Carte du vignoble du Beaujolais
Un mécontentement général
De quoi indigner de nombreux vignerons exploitant le vignoble bourguignon depuis des générations. "On a du mal à comprendre comment on peut proposer d'exclure de la Bourgogne des producteurs qui y sont depuis des siècles", lance Thiébault Huber, président de la Confédération des appellations et vignerons de Bourgogne. D’autant plus que ces nouvelles mesures risqueraient de menacer la production générale de la Bourgogne avec des quantités disproportionnées d’AOC Bourgogne rouge, générant ainsi une chute de la valeur des précieux nectars.
"Permettre une production massive de vins sous AOC Bourgogne en Beaujolais sera de nature à créer une confusion chez les consommateurs et à les induire en erreur quant aux caractéristiques, qualités et origines des vins sous AOC Bourgogne.

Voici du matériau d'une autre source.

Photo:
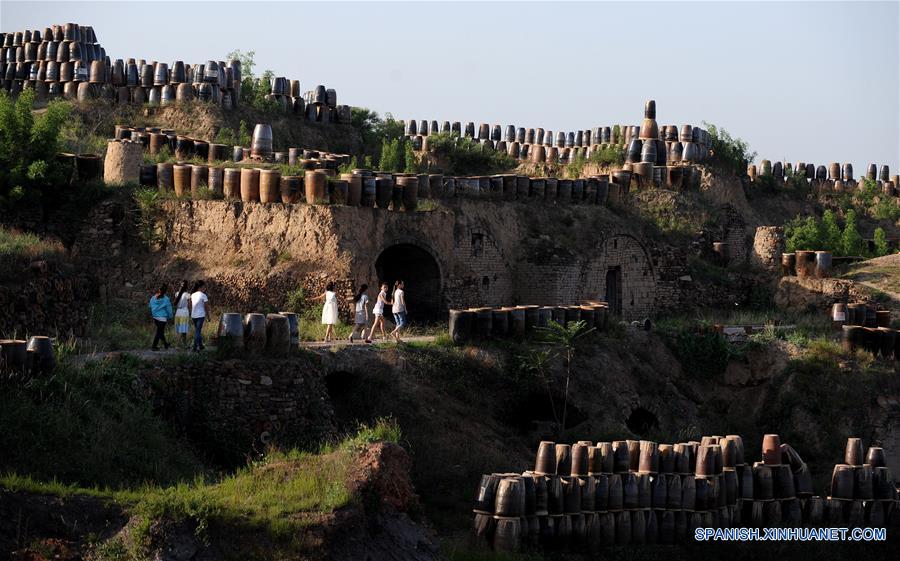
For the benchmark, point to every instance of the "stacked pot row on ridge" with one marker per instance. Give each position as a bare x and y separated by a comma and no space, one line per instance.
77,70
584,497
615,493
27,56
518,321
34,357
834,177
863,492
66,61
866,328
620,135
156,139
807,264
319,104
272,335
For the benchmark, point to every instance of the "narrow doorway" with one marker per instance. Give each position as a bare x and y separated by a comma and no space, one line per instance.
614,290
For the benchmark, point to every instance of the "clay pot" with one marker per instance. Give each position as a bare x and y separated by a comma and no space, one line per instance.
843,482
545,463
853,454
249,185
771,449
875,457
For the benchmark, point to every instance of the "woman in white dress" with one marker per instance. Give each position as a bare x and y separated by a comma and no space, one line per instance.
361,319
398,307
183,313
329,311
378,312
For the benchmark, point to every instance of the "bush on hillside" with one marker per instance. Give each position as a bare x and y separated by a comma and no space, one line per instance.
826,235
730,153
254,89
464,156
851,241
881,244
610,155
374,130
89,424
28,148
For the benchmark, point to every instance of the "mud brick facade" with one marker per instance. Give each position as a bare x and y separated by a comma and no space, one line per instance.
240,405
465,253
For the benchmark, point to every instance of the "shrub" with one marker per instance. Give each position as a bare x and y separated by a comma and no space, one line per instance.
393,155
464,156
254,90
729,153
852,242
374,130
610,155
147,212
830,233
703,355
576,166
881,243
15,246
886,209
226,135
28,148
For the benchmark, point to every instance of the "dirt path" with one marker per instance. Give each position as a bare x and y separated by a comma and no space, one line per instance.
149,355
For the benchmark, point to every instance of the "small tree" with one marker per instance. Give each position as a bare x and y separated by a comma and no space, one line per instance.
392,155
881,245
728,152
563,340
851,241
537,363
830,233
411,163
28,147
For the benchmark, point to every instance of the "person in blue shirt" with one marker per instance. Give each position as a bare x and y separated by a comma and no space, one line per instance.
161,311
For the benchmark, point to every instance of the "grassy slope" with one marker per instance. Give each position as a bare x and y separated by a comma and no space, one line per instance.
881,276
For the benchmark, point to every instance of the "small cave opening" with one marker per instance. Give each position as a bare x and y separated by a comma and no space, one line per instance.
339,384
641,420
421,275
524,412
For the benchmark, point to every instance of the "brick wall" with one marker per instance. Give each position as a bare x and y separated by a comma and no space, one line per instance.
235,406
488,254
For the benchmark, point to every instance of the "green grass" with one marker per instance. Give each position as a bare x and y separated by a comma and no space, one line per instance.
124,327
91,425
274,494
16,246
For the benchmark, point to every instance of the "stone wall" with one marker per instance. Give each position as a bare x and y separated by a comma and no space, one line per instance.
485,253
768,245
234,406
805,294
44,297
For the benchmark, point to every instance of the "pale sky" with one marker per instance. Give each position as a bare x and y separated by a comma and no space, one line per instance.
810,81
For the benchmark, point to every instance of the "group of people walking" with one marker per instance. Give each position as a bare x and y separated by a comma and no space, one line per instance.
397,302
191,307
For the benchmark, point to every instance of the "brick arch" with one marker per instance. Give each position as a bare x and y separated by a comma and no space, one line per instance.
624,260
420,267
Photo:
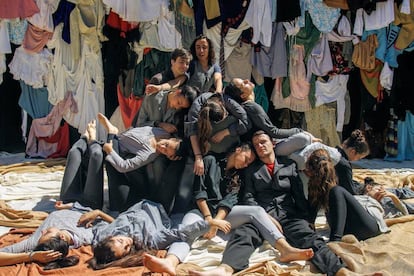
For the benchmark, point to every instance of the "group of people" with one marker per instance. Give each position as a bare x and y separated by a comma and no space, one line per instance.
244,182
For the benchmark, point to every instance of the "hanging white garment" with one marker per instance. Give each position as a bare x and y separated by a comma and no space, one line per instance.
62,75
43,19
381,17
137,11
32,68
334,90
259,17
170,38
5,47
230,40
88,95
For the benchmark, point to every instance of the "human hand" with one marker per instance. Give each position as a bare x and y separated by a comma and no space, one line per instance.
313,138
170,128
88,218
219,136
198,166
45,256
212,232
221,224
152,88
108,147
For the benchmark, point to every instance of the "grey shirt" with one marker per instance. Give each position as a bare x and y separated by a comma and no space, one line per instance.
155,108
148,222
62,219
135,148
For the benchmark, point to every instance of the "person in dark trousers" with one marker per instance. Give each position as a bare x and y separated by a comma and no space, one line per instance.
83,177
353,148
278,189
361,216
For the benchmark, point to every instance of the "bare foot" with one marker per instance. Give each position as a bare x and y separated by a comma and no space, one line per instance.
346,272
110,128
156,264
86,134
296,254
91,129
218,271
59,205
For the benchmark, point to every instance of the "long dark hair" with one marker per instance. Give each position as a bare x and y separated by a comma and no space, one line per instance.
357,142
234,92
212,111
62,246
190,93
211,53
322,178
104,257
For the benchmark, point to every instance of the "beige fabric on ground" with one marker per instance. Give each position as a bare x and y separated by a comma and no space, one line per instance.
20,218
391,253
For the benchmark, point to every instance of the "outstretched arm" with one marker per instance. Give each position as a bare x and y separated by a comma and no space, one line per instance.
172,84
88,218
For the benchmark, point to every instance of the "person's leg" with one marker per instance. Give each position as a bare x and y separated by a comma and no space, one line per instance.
261,220
299,233
72,184
171,178
138,186
118,188
184,194
347,216
242,243
109,127
256,215
176,252
93,190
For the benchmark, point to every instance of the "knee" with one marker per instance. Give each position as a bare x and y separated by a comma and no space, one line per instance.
255,212
336,191
96,156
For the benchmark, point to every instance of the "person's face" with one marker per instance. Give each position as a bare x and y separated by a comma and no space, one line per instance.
354,156
121,246
168,147
263,145
180,66
242,159
178,101
202,48
49,233
373,190
246,87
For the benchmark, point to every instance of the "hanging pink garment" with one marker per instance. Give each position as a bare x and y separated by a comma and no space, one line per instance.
17,8
41,142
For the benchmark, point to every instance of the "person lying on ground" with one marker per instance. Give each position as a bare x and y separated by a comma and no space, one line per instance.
389,198
216,195
361,216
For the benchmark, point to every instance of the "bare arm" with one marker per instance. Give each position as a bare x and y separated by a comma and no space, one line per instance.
198,157
172,84
88,218
218,82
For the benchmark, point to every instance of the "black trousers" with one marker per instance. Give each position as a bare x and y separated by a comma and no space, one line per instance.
298,232
347,216
83,176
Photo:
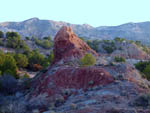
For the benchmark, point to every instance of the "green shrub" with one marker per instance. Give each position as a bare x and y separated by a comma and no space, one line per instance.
109,46
21,60
45,43
118,39
1,34
119,59
142,101
144,68
88,60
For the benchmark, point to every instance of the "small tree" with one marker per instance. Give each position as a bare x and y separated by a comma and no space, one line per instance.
1,34
88,60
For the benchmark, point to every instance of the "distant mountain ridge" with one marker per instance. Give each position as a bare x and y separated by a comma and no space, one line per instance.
40,28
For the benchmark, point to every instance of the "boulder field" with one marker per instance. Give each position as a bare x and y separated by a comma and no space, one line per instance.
67,87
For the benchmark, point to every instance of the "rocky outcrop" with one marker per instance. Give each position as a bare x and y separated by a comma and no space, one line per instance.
96,89
67,45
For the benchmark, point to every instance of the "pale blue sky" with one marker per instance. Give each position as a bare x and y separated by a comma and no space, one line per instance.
93,12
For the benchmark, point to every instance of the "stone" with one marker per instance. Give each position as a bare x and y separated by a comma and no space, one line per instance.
67,45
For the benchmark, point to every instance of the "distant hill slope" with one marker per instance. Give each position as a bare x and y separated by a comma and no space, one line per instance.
41,28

Ces deux régions viticoles, de par leur histoire, leur ancienneté et leur notoriété respectives, sont très différentes aux yeux des consommateurs. C'est prendre le risque de dénaturer à terme la notion même d'appellations d'origine", ajoute Bruno Verret.
En bref, deux clans majeurs se sont finalement affrontés : les vignerons du Beaujolais, déjà producteurs de vins de Bourgogne pour certains et les vignerons de Chablis, menacés de perdre leur appellation régionale.
Les autres vignerons de Bourgogne étaient aussi sur le front à cause notamment d’une importante crainte de déstabilisation du marché AOC Bourgogne Rouge avec l’arrachage du Gamay pour replanter du Pinot Noir.
La décision prise par l'INAO début février
De nombreuses pétitions à l’initiative des vignerons locaux ont circulé pour obtenir de l’aide mais aussi pour donner de la visibilité aux enjeux du projet et de ses conséquences.
Après de longues discussions entre les vignerons bourguignons et le comité de l’INAO, rien n’a finalement changé, pour le soulagement du plus grand nombre. Cependant, le sujet est loin d’être clos et un projet de révision concernant l’organisation de la Bourgogne viticole surgira dans les mois ou années à venir.